There is a reason the “best 12” argument feels so clean. It promises simplicity in a sport that has grown increasingly tangled. Strip away conference labels. Remove guarantees. Let rankings decide. Let the sport be honest about what it values.

And yes, even under a best-12 model, not every matchup would sing. The 5-12 and 6-11 games would still carry risk. But they would feel earned in a different way. Less procedural. Less forced.

That’s why this weekend feels different to so many fans. Not because Oregon is favored. Not because James Madison is overmatched. But because this game exists at the intersection of philosophy and consequence — where what the sport said it wanted meets what it now has to live with.


What Lurks Beneath the Surface

Every version of “just take the best teams” runs aground on the same unseen obstacle: you don’t get to undo your own reasoning without paying a price.

The CFP didn’t stumble into inclusivity. It articulated it. Defended it. Used it as justification for expansion in the first place. The four-team era failed not because of television ratings, but because access had become too narrow to defend.

That history doesn’t disappear.

Remove guaranteed access now, and the sport doesn’t just change a rule — it contradicts itself. And that contradiction is exactly where antitrust questions live. Not in outcomes, but in intent. In consistency. In who controls the flow.

The power conferences might win that fight in court.
They might not.

But “might” is not how billion-dollar enterprises sleep at night.


The Weight of What’s Been Built

So we arrive here — at a playoff that is neither wrong nor fully right. A format that tried to honor hope without abandoning excellence, and discovered that the two don’t always move at the same speed.

The SEC and Big Ten see it clearly now. Their push for guaranteed spots in a future expanded playoff isn’t about balance or fairness. It’s about certainty. About narrowing the channel so the current can’t surprise them anymore.

But even that solution doesn’t resolve the deeper tension. It just moves it further downstream.


Where the River Empties Out

James Madison didn’t create this moment. Tulane didn’t ask to be the example. Oregon didn’t design the bracket it’s about to host.

This game is not a mistake. It is a consequence.

A consequence of a sport that wanted to keep everyone dreaming, while still crowning the strongest at the end. A consequence of promises made in good faith that now collide with the reality of what fans want to watch in December.

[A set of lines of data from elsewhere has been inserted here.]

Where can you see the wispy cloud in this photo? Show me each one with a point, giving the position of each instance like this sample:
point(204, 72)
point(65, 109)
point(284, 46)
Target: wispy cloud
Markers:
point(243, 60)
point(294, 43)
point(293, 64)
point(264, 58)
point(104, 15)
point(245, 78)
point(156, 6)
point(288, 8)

Saturday at Autzen will matter. It will matter to the players who may never see this stage again. To the seniors playing their final game beneath these lights. To a fan base that waited years for a home playoff game — and didn’t imagine it would feel quite like this.

Autzen won’t decide the future of the playoff this weekend. It will simply be the bank where the river bends, where the current reminds us how strong it’s become.

And like the river, college football doesn’t ask permission — it just keeps flowing, long after the cheering fades.